Speaking of the moon, Gupta is now using laser tech to find out if there are signs of extraterrestrial life on the moon, tech that could be used to explore Mars and beyond.

Gupta’s futurist innovations started early in his career. While working at Eastman Kodak Company, Gupta paved the way for optical recording technologies like CD’s by inventing a laser write-over method. Gen-Xers can thank Gupta for being able to create their own mix CDs — instead of using cassette tapes! — and others benefited from recording their favorite shows on DVDs before on-demand streaming. The company honored Gupta by inducting him into the Eastman Kodak Inventors Gallery in 1998.

The laser read-write technology for data storage is still being developed today for storing terabytes of data instead of gigs for long-term archiving and data backups.

Lasers seem to go everywhere, at least with Gupta at the helm. He is using lasers and light sources to detect corrosion on U.S. Navy ships, defects that are not visible or detectable under the paint, using other methods. This saves the Navy millions in repair costs because they only need to fix the ships that have faults. Before this solution, they had to do an overhaul on every ship periodically.

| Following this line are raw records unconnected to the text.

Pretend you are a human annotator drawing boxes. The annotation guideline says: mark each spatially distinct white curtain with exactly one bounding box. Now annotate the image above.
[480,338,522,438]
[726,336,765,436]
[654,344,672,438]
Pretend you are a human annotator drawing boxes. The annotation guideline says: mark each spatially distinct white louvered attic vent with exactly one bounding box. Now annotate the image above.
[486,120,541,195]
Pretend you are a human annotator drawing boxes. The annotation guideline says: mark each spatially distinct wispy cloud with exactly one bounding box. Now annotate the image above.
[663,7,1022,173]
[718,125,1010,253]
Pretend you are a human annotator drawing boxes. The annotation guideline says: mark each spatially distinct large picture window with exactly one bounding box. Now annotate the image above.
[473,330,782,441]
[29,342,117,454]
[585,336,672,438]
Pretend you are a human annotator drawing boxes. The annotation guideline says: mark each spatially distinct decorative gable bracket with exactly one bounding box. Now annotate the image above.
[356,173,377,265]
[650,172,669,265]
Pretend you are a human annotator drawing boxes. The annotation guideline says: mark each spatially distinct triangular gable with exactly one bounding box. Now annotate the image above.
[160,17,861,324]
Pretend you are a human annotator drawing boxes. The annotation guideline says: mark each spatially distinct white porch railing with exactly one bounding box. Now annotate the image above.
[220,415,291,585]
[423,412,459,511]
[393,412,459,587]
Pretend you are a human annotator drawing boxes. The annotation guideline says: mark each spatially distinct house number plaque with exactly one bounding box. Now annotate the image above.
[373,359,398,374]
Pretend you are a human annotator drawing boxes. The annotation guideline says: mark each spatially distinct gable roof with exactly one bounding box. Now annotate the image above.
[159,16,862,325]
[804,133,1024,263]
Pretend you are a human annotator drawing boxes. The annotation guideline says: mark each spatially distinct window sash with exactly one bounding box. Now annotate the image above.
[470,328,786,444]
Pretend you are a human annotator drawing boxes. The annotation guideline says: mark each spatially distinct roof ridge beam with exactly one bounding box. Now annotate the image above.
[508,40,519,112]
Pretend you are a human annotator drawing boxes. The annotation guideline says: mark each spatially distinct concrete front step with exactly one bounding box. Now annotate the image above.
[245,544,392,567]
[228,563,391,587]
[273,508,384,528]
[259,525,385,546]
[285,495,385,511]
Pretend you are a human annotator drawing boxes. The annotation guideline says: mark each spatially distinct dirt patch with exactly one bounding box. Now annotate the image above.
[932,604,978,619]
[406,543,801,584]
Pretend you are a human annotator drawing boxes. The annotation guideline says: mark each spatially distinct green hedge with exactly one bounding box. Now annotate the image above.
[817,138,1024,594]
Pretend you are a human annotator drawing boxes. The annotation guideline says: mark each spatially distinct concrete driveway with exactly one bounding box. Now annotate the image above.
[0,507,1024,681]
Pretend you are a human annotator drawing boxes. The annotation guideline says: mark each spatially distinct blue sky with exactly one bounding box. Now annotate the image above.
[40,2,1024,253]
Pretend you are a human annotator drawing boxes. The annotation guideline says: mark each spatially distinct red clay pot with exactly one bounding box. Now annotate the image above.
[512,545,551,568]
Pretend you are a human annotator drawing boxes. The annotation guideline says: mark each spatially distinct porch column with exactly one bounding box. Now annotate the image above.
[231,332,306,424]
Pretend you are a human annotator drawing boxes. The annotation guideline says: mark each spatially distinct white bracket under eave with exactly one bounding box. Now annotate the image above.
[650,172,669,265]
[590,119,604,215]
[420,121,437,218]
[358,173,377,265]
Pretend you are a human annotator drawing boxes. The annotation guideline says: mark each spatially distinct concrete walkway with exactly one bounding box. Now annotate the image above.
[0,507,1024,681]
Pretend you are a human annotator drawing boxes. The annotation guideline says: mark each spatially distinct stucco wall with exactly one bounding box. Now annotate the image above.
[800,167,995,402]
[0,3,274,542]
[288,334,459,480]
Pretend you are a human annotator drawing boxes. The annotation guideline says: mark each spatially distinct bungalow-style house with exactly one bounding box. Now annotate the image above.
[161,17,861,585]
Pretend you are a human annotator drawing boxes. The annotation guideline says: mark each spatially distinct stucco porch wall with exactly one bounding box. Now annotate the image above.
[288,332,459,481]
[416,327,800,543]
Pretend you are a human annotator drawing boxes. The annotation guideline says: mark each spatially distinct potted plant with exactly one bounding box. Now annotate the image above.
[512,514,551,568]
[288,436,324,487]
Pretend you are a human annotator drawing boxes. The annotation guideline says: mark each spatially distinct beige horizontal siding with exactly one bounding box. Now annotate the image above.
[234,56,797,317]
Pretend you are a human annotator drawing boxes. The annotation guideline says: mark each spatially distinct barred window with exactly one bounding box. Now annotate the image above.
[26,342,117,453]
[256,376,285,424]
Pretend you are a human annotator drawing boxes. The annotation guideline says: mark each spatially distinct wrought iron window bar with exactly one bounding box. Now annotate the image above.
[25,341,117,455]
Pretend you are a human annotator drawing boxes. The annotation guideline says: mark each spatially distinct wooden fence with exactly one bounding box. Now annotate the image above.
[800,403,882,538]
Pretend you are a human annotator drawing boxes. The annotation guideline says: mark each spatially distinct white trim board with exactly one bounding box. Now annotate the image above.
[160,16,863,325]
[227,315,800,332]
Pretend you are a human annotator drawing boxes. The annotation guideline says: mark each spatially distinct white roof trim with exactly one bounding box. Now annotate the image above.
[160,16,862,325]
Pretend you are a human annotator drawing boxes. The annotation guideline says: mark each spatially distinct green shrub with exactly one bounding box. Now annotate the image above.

He is also using lasers to help test hypersonic aircraft materials. Lasers can simulate the type of heat and stress hypersonic flight imposes on materials. Besides being expedient, this also saves a lot of resources needed to simulate hypersonic flight in other ways. Traveling at Mach 5 is a tall order!

Gupta founded the NSF Industry/University Cooperative Research Center for Lasers and Plasmas at the University of Virginia. For seventeen years, the center has been a strong collaborative effort that has six university members and 22 industrial members, including General Motors and Lockheed Martin.

“The center is a really powerful collaboration,” Gupta said. “We are able to focus on practical applications so the projects can translate much more quickly into technology that is useful to society.

“The industry-university collaboration is also an important paradigm for students to experience.”

Gupta is the editor-in-chief of the handbook of photonics, a Fellow member of the Optical Society, a Fellow of the IEEE Society, and has more than 250 scientific journal publications and 30 patents to his credit.